La Sierra Léone et le Groupe de la Banque africaine de développement (BAD) ont clôturé un atelier de haut niveau consacré à la lutte contre les flux financiers illicites, estimés à 90 milliards de dollars par an en Afrique. La rencontre, tenue à Tokeh du 21 au 24 juillet 2025, a débouché sur une série de recommandations stratégiques pour améliorer la gouvernance des ressources naturelles.
Plus de 70 acteurs issus du gouvernement, du secteur privé, de la société civile et d’organisations internationales ont pris part aux travaux, axés sur le thème : « Exploiter la richesse de l’Afrique : infléchir les flux financiers illicites en faveur d’une croissance et d’un développement résilients ».
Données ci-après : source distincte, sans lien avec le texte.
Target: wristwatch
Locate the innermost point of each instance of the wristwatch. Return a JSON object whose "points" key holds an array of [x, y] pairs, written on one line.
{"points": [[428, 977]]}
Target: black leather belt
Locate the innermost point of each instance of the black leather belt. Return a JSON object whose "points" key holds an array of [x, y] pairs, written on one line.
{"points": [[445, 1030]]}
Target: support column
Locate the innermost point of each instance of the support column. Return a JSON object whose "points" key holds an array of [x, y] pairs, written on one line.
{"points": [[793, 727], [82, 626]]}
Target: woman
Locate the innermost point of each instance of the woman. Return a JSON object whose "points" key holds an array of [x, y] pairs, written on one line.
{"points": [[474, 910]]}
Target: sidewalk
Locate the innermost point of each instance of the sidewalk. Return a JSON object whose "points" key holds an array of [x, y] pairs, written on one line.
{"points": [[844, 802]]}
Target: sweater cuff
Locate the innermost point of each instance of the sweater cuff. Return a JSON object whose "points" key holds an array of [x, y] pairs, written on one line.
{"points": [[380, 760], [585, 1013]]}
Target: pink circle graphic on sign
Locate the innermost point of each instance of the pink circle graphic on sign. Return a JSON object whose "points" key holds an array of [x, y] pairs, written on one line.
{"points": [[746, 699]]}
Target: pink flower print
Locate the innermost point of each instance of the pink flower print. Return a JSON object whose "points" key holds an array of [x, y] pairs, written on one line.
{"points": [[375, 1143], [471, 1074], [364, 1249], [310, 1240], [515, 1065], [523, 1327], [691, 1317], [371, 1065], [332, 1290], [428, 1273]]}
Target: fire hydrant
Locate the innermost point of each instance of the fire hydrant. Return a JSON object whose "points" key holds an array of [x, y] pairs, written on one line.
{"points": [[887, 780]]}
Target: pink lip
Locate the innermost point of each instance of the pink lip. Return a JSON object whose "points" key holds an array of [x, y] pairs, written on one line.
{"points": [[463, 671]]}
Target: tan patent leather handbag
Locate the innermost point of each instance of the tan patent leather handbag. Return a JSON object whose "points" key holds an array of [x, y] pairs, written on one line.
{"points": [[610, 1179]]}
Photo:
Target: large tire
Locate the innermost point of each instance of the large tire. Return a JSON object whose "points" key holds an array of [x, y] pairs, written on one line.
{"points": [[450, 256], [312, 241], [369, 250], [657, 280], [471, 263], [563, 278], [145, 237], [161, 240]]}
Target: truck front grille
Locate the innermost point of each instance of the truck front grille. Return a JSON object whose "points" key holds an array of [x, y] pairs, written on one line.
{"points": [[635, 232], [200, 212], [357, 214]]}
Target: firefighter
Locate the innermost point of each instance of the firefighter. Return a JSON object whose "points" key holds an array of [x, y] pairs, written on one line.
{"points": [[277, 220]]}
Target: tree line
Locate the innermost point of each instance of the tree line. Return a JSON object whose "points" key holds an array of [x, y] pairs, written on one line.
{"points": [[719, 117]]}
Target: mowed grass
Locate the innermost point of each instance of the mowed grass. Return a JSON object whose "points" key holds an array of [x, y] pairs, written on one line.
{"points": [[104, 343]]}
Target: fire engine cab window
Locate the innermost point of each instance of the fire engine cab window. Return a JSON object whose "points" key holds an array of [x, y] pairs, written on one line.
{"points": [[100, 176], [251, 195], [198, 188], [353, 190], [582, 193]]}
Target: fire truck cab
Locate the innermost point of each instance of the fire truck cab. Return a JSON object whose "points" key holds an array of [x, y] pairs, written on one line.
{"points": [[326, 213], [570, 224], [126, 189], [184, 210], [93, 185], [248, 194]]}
Les participants ont proposé la mise en place de communautés de pratique nationales, des réformes institutionnelles et une transparence accrue des prêts adossés à des ressources. Ces prêts, jugés risqués, ne devraient être envisagés qu’en dernier recours et dans des conditions de transparence maximale, ont-ils convenu.
« Cette initiative peut nous aider à améliorer les recettes tirées des ressources naturelles en empêchant leur détournement via le commerce illégal », a déclaré Sheku Ahmed Fantamadi Bangura, ministre sierra-léonais des Finances.
Les discussions ont porté sur l’identification des flux financiers illicites, la gestion des financements adossés aux ressources et la mise en œuvre de mécanismes de gouvernance plus rigoureux. Le diagnostic national sur le commerce illégal des ressources naturelles en Sierra Léone a servi de base aux échanges.
L’expert Bernd Schlenter, du cabinet Rand Sandton Consulting Group, a livré des analyses techniques et proposé des pistes concrètes pour endiguer les flux illicites.
Selon Halima Hashi, cheffe du bureau pays de la BAD, cette action s’inscrit dans la Stratégie décennale 2024-2033 de l’institution et dans son Plan d’action pour la gestion des ressources naturelles 2025-2029. Le projet, dénommé GONAT, est financé par la Facilité d’appui à la transition de la BAD. Il repose sur trois piliers : l’analyse des politiques, le renforcement des capacités et le dialogue politique de haut niveau.
« Parvenir à une gestion transparente et équitable des ressources naturelles ne relève pas d’un simple exercice technique : c’est un impératif stratégique pour l’avenir de l’Afrique », a rappelé Eric Ogunleye, directeur de l’Institut africain de développement de la Banque.